Secondly, the focus on precisely those companies. Don’t fool yourself that the answer for Cornwall lies in getting some big high profile green field inward investors. You probably looked on with envy when Goldstar set up in South Wales, when Siemens and Samsung set up in the North-East, but actually it’s those large mass production functions which are most susceptible to global competition, to cycles of over-capacity in the world semi-conductor market, to the relentless process of productivity improvement and reducing employment needs in basic manufacturing functions. Focus on your high value clusters; if you want a role model, look to firms in Northern Italy which have established a dominance in fashion goods, ceramics, shoes and leather goods that appears totally impervious to low cost global competition, because it is based on design, speed of response, customisation, customer awareness and close collaborative links as well as on competition between a multiplicity of small and medium firms.
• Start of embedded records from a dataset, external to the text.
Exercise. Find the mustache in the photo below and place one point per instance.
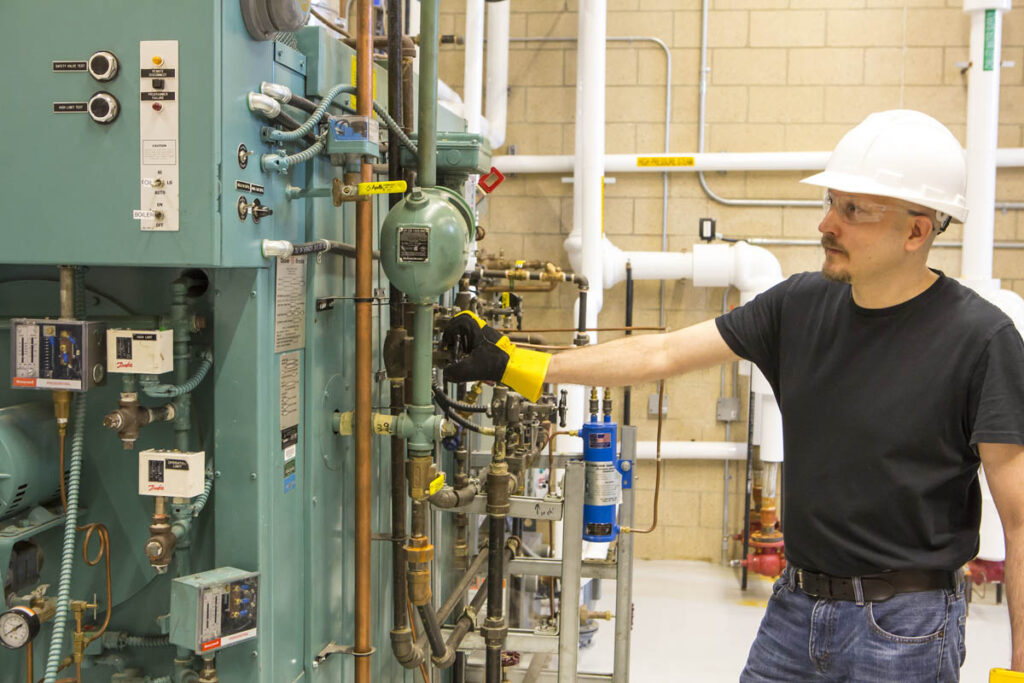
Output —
(828, 242)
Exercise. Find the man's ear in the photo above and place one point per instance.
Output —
(920, 231)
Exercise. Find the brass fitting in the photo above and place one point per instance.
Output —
(130, 418)
(499, 487)
(494, 631)
(421, 471)
(586, 615)
(208, 674)
(419, 553)
(61, 410)
(160, 546)
(78, 607)
(419, 550)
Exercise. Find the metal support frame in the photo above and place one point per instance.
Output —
(571, 568)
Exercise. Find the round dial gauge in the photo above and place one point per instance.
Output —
(17, 627)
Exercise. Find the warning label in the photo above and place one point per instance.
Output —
(603, 483)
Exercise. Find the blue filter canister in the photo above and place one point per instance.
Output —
(603, 488)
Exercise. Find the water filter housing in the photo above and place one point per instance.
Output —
(603, 489)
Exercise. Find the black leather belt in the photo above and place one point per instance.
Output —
(877, 587)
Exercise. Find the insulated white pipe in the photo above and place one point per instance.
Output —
(982, 132)
(693, 450)
(473, 76)
(723, 161)
(498, 71)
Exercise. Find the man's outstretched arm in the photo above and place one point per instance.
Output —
(642, 358)
(1005, 470)
(483, 353)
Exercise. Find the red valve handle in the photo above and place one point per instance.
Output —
(488, 185)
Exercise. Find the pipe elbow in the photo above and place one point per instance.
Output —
(404, 650)
(444, 660)
(756, 269)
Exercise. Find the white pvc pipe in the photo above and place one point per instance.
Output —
(693, 450)
(724, 161)
(982, 131)
(473, 76)
(588, 176)
(498, 71)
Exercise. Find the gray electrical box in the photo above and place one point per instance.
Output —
(727, 410)
(214, 609)
(50, 353)
(652, 406)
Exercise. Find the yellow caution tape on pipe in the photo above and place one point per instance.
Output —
(437, 483)
(382, 187)
(647, 162)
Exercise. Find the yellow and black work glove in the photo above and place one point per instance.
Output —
(487, 354)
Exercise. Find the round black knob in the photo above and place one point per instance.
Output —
(103, 108)
(103, 66)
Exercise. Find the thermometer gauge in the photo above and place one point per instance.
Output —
(17, 627)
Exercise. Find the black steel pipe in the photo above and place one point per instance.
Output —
(465, 623)
(460, 590)
(432, 628)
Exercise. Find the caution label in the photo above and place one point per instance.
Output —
(383, 187)
(437, 483)
(603, 483)
(648, 162)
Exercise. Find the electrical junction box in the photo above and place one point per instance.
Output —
(214, 609)
(142, 351)
(171, 473)
(358, 135)
(56, 354)
(457, 154)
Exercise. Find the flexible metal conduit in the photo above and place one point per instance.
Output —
(172, 390)
(68, 552)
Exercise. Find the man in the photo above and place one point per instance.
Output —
(894, 382)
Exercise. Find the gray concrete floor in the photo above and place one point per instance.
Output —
(692, 623)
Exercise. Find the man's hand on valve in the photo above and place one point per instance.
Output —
(481, 352)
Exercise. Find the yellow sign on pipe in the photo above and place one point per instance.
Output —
(647, 162)
(382, 187)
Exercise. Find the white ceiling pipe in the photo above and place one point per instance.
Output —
(693, 450)
(723, 161)
(982, 131)
(646, 265)
(473, 77)
(498, 72)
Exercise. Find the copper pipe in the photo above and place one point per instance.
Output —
(657, 466)
(364, 343)
(629, 329)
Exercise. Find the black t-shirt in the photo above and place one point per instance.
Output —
(882, 411)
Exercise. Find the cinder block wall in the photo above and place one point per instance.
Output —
(785, 75)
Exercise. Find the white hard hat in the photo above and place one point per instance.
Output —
(904, 155)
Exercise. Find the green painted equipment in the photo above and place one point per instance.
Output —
(425, 242)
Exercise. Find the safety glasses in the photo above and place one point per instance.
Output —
(855, 209)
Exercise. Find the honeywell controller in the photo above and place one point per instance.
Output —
(171, 473)
(214, 609)
(141, 351)
(56, 354)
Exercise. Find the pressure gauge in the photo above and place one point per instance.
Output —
(17, 627)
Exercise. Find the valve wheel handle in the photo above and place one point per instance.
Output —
(489, 182)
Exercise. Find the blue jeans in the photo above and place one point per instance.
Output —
(911, 637)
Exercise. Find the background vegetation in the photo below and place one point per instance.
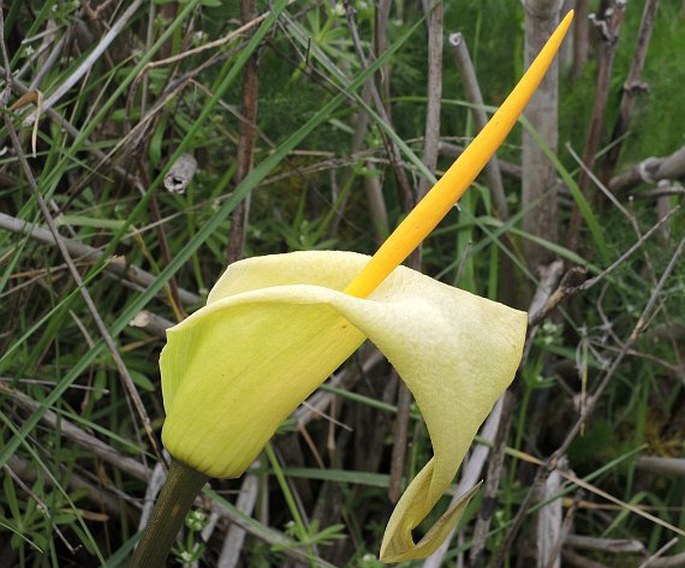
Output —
(322, 163)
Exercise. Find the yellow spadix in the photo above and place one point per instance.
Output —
(275, 327)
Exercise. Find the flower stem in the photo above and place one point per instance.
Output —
(418, 224)
(182, 486)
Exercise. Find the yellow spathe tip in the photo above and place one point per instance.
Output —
(445, 193)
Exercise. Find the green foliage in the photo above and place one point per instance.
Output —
(100, 164)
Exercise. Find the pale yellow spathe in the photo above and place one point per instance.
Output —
(275, 327)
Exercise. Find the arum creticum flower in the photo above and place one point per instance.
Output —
(275, 327)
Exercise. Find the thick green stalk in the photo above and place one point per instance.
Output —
(182, 486)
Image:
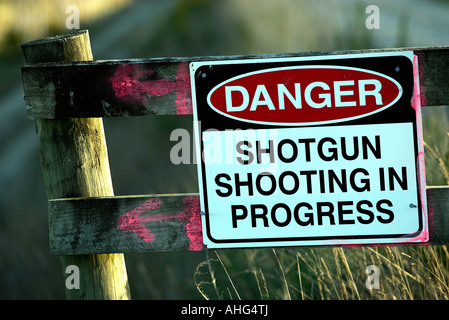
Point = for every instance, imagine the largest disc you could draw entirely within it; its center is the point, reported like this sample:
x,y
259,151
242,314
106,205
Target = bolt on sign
x,y
310,151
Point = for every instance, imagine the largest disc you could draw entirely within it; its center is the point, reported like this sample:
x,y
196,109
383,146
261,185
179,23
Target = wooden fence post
x,y
75,164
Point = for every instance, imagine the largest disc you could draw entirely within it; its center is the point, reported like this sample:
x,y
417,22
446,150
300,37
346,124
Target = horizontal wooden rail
x,y
117,88
164,223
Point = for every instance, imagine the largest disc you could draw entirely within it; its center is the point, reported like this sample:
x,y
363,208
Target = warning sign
x,y
310,151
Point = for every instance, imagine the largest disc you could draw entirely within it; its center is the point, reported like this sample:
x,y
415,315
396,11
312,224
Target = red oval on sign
x,y
304,95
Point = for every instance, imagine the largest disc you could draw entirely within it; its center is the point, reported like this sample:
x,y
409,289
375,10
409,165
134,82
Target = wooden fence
x,y
67,94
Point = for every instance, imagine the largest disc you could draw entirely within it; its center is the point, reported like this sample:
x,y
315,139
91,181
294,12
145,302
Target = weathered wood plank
x,y
163,223
125,224
117,88
74,162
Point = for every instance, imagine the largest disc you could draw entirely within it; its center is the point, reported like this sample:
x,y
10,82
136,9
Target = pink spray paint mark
x,y
128,85
134,221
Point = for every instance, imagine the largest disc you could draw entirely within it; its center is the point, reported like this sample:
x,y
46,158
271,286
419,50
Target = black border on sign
x,y
401,112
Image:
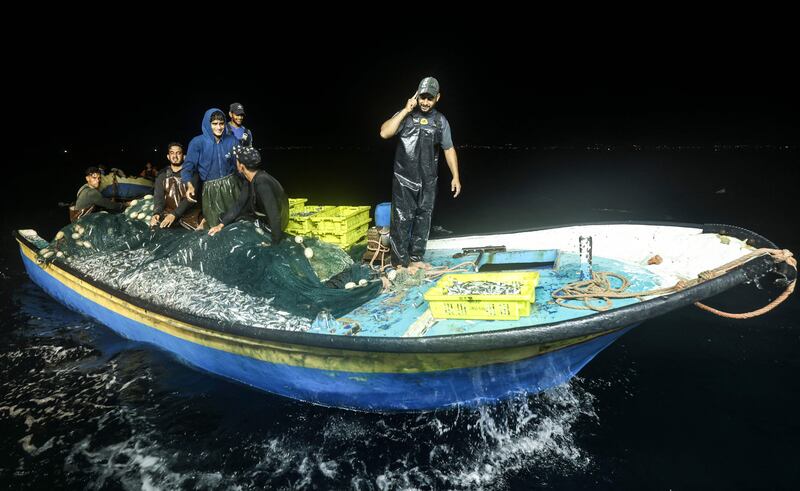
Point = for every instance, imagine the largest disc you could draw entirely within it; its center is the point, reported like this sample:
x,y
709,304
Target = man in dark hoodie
x,y
421,130
89,199
236,125
169,195
210,155
262,197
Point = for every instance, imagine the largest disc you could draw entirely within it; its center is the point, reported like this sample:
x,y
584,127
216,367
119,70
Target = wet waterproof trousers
x,y
411,221
219,196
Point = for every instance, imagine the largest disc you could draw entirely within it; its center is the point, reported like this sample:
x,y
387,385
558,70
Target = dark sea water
x,y
686,401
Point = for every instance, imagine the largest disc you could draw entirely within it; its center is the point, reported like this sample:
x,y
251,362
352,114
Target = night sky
x,y
82,105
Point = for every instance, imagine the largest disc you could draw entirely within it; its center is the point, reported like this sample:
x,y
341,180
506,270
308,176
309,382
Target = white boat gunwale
x,y
480,341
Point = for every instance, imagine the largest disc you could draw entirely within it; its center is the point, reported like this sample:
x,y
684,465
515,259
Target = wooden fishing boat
x,y
393,354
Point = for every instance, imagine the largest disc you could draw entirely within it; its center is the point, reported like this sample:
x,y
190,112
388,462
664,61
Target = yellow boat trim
x,y
295,354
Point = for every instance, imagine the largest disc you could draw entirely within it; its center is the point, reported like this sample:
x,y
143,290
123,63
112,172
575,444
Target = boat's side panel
x,y
369,390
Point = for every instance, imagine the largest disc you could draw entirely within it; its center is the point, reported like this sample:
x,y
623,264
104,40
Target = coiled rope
x,y
600,287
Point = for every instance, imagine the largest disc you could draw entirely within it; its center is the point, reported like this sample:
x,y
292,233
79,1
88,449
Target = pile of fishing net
x,y
298,277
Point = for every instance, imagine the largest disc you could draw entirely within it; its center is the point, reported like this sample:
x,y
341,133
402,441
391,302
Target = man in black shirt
x,y
262,197
170,203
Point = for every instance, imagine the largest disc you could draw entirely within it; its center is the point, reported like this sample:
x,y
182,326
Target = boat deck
x,y
406,313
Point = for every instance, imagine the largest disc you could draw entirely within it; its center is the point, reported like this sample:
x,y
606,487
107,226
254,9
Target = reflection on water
x,y
79,401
Thirdly, yes, pursue Objective 1 status. Cornwall does have special needs, and has an excellent case for funding which the CBI supports – but use the money wisely. Use it wisely, because it won’t last forever. It may run out in 2006 when this round of funding ends, and there will certainly be ferocious competition for funding after that, with the EU enlarging to the east. Focus on skills, on links between universities and business to build higher value, higher knowledge based activities. Get the key transport links in place – good rail and air connection to make it easy for business partners to come and do business with you here, as important as good roads for freight.

Fourthly, correctly analyse the implications of your peripherality – what is surmountable, and what is not. You can’t compete with products so low value, or undifferentiated, or with a very high transport cost intensity – unless they are differentiated – so don’t try.

You can’t compete in those supply chains where incredibly short supply times are vitally important to success – the automotive supply industry is bound to cluster around the major final assembly plants. But peripheral location is no barrier to competition in higher value products, particularly if you develop clusters that put you on the map in specific sectors, and provided you use information technology to get close to customers and business contacts.

And finally, keep on marketing Cornwall in a way which tells a story of confidence, which overcomes the perception and awareness problems of peripheral location, which projects a story of modern knowledge based businesses which nevertheless build on a heritage from the past. And keep that threat of immigration checks into the Garden of Eden hanging over people’s head, so that they feel they had better book their place early.